Data-driven analysis is capturing the fast-changing needs of hybrid work models
AI and workplace design
By collecting and analyzing vast amounts of data, AI provides companies with insights into how people are using an office, from traffic flows to employee preferences.
Take technologies like sensors, beacons, and other smart building systems that arm companies with empirical evidence that allows for data-driven decisions. By monitoring employee usage of various office areas, businesses can identify underutilized spaces, which can then be repurposed to encourage collaboration and creativity.
But the sheer amount of data that occupancy tracking systems gather can be daunting. AI helps crunch the numbers. It analyzes occupancy data to devise space programming strategies, ensuring efficient and purposeful space allocation for increased productivity and employee satisfaction.
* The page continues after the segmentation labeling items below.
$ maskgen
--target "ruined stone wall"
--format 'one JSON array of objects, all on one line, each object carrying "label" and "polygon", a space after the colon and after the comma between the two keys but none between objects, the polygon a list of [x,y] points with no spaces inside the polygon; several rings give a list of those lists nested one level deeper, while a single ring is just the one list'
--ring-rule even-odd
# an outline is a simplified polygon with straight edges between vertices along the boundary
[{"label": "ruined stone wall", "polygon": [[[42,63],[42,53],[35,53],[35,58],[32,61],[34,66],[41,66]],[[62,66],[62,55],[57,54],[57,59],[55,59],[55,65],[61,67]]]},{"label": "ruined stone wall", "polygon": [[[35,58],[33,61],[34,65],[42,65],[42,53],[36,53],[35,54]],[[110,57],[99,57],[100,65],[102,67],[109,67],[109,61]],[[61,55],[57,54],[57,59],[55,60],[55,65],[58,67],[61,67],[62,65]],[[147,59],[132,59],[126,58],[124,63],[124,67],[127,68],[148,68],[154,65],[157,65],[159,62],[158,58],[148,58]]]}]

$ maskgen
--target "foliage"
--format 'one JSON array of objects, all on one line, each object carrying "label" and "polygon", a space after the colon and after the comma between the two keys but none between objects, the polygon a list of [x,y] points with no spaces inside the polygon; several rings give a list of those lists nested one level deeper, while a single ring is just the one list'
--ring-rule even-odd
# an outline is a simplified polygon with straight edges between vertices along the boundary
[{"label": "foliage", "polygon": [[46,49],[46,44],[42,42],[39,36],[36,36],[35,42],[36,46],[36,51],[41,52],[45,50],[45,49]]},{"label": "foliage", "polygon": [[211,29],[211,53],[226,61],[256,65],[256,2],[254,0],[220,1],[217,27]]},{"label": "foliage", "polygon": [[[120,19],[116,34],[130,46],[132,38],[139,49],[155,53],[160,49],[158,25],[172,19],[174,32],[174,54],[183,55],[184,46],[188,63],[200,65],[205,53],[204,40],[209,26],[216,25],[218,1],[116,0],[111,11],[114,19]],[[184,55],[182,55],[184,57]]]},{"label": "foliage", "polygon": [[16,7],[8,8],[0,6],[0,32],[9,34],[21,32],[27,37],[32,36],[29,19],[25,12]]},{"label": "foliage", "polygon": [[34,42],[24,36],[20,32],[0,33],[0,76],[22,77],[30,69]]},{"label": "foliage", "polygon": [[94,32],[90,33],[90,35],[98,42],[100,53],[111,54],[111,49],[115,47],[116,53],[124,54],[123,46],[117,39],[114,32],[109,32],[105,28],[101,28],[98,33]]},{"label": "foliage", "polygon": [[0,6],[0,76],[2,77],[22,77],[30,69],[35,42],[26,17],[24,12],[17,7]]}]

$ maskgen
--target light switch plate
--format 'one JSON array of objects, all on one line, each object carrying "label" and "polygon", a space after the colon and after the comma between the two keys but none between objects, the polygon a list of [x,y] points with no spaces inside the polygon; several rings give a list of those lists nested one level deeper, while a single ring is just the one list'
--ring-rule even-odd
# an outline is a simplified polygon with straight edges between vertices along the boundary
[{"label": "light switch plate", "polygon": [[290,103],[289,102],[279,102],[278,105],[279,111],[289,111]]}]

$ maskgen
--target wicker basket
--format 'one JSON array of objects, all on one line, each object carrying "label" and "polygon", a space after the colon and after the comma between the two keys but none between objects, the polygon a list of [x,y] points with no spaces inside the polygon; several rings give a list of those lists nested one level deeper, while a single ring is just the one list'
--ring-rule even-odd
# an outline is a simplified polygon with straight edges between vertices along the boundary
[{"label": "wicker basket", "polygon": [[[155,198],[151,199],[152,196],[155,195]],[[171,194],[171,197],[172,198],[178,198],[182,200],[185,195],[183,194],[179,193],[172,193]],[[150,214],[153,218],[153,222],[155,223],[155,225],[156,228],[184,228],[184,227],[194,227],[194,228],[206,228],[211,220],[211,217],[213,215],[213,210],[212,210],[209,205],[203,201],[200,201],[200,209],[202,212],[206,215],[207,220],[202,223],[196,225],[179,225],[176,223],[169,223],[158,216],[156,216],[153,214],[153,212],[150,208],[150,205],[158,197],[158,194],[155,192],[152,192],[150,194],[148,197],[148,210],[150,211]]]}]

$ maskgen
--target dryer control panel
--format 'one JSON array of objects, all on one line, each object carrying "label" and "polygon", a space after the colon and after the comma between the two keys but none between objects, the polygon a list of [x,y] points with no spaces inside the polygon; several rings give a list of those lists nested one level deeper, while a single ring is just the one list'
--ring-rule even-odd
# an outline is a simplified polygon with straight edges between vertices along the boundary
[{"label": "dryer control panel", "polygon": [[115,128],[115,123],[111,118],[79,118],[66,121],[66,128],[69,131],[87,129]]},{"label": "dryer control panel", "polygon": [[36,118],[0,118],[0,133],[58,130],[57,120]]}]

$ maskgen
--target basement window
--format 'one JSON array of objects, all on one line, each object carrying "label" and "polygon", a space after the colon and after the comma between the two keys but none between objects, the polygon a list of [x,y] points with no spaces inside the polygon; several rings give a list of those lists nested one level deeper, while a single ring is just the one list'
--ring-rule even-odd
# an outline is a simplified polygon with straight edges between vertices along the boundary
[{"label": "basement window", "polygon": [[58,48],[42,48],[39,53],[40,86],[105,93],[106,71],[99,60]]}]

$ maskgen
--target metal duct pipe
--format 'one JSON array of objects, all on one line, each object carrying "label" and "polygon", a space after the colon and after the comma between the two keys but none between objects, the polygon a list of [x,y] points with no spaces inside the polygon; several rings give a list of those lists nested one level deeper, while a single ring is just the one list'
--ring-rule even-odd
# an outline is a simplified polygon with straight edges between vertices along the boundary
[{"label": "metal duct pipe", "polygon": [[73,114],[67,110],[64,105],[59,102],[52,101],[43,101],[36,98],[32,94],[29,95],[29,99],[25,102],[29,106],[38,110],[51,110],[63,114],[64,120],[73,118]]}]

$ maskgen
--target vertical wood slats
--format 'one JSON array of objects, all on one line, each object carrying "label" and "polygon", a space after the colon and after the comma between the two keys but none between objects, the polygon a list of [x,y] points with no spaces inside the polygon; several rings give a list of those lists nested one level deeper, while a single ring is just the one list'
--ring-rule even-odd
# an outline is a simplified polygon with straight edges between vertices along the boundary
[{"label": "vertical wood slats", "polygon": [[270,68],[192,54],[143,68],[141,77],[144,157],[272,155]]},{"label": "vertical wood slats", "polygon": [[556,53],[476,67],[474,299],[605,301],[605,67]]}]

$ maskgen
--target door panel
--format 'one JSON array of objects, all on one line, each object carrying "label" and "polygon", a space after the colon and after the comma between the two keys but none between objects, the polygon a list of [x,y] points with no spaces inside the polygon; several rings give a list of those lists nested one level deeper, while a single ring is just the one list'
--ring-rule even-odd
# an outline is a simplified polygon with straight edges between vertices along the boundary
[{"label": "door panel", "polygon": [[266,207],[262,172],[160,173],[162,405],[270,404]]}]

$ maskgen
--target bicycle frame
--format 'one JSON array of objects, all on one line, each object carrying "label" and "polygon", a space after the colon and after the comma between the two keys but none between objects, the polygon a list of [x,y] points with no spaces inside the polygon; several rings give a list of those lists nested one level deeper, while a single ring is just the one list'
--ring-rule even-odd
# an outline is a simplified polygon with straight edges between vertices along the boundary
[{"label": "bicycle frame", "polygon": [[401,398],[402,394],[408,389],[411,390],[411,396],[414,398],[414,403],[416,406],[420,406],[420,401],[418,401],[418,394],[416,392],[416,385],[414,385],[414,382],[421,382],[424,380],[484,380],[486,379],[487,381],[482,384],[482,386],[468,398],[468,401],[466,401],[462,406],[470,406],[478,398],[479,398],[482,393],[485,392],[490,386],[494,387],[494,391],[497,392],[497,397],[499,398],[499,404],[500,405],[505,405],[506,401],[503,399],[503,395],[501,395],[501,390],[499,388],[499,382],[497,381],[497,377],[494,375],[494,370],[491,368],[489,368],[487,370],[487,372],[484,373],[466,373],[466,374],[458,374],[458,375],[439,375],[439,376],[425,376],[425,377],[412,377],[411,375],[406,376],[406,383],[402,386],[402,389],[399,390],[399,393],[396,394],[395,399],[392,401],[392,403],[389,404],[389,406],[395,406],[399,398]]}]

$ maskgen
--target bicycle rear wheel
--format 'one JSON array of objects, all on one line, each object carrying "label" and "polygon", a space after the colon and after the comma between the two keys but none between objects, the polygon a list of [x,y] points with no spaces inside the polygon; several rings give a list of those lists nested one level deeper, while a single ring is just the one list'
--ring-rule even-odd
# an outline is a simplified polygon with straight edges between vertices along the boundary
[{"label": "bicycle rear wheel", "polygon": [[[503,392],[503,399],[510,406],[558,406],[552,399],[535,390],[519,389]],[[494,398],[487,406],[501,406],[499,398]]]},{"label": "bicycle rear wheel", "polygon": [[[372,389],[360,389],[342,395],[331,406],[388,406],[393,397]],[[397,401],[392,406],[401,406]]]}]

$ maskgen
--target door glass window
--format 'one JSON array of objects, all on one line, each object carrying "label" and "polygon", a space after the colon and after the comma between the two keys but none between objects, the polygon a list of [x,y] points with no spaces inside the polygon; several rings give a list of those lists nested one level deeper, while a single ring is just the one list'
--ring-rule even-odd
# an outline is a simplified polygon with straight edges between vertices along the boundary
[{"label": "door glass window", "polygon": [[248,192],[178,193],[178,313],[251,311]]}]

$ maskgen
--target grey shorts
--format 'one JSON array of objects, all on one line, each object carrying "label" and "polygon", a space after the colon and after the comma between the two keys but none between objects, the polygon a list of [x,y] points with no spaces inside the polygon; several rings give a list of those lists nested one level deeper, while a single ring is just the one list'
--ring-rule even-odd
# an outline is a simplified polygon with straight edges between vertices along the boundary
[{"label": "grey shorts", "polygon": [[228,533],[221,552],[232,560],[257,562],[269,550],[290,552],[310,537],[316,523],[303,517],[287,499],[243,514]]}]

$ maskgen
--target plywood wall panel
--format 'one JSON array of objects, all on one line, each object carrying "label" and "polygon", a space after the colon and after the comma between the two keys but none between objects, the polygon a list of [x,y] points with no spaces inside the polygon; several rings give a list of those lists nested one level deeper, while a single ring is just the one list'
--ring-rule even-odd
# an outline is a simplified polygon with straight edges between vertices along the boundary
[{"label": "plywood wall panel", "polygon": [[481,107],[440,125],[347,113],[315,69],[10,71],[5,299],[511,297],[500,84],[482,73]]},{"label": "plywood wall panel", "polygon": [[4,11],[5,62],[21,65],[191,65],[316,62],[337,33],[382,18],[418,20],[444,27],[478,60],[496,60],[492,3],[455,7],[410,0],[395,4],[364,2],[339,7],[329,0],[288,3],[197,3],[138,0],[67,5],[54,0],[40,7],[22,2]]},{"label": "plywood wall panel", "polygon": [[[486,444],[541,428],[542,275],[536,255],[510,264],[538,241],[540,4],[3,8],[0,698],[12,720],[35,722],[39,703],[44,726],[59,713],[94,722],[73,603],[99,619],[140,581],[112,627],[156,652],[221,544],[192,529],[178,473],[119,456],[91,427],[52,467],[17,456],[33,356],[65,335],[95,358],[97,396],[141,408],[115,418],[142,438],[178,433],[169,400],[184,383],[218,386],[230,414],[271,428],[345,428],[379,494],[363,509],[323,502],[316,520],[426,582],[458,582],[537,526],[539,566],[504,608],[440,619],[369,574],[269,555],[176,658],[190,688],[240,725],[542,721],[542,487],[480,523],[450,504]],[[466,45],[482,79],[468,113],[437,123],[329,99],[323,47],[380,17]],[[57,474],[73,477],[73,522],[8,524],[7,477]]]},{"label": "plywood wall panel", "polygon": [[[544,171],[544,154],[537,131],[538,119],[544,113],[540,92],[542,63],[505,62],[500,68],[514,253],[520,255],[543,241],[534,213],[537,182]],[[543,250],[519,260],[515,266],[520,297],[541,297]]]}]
AI also enhances the employee experience and well-being. Advanced visualization tools, such as AI-generated 3D visual walkthroughs, transcend traditional layouts and enable remote team members to experience proposed office designs as if they were physically present, fostering greater engagement and a stronger sense of belonging.
Looking ahead, Gelino envisions AI playing a significant role in creating hybrid workspaces that accommodate both in-person and virtual collaboration.
“Analyzing data on workforce habits and preferences, AI lays out spaces that incorporate necessary technology and meeting rooms for effective collaboration, aligning shared spaces with desired company culture and enhancing employee collaboration,” she says.
AI challenges in revolutionizing office design
As AI transforms office design, challenges lie in mastering creativity and ensuring that the design aligns with the architectural drawings, specifications, and relevant building codes. Architectural accuracy is crucial in creating accurate and reliable visualizations, models, and construction plans for architectural projects.
“While AI excels at data-driven insights, its ability to generate original creative design ideas remains a work in progress,” she says. “Translating AI-generated designs into architecturally accurate plans requires refinement.”
For example, Gelino says that using a search engine to look up JLL’s Chicago headquarters at AON center, and you’ll quickly find how many floors it has, ceiling height, and the floor plans. And that is the base of the model AI will use to start to generate a floor plan.
“When you think about it in the future, though, it needs to understand the design's needs, whether it’s driving collaboration, and you want to understand, creatively, how people will be using the space in the future,” she says. “I think that would be the next level of what AI has to achieve because all the rest is there.”